Entering edit mode
5.1 years ago
Natasha
▴
40
I am following the tutorial given here to perform RMA normalization of dataset GSE1133 using the following code in R. cdf libraries of platform gpl1073 and gpl1074 have been installed following the description given here
library(Biobase)
library(GEOquery)
library(affy)
library(limma)
library(hgu133a.db)
library(hgu133acdf)
library(gpl1073cdf)
library(gpl1074cdf)
# Filter samples of platform 1073
eset <- getGEO("GSE1133", GSEMatrix=TRUE, getGPL=TRUE)
if(length(eset) > 1)
idx <- grep("GPL1073", attr(eset, "names")) else idx <- 1
eset <- eset[[idx]]
phenoData(eset)
files <- sampleNames(eset) # only cel files of platform GPL1073
setwd("/home/GSE1133")
#Download data
getGEOSuppFiles("GSE1133")
setwd("/home/GSE1133/GSE1133")
untar("GSE1133_RAW.tar", exdir="data")
cels = list.files("data/", pattern="CEL")
pattern <- paste(files, sep="", collapse="|")
cels <- grep(pattern, cels, value=TRUE)
# RMA normalization
raw.data = ReadAffy(verbose=FALSE, filenames=cels, cdfname="gpl1073cdf")
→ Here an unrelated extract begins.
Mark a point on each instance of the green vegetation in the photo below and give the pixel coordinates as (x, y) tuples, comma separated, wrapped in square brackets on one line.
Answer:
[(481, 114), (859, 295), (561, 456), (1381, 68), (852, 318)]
data.rma.norm = rma(raw.data)
However, after running this code I get an error that says some of the cel files are not valid. Could someone look into this? I am accessing the files that are downloaded using GEOquery and I am not sure why this error occurs.
Error: the following are not valid files:
GSM18584.CEL.gz
GSM18585.CEL.gz
:
:
Hi I tried to unzip using (sapply(paste("data", cels, sep = "/"), gunzip) and run the code again. Get the same error for some reason
Additionally, I do not think your current working directory is correct.
Your current working directory is:
/home/GSE1133/GSE1133
but your CEL files are stored in thedata
directory.However, when you run
cels = list.files("data/", pattern="CEL")
, thecels
variable will only containing the filenames, e.g. GSM18584.CEL rather than data/GSM18584.CELWhy don't you try the following instead:
raw.data = ReadAffy(verbose=FALSE, filenames=paste("data", cels, sep = "/"), cdfname="gpl1073cdf")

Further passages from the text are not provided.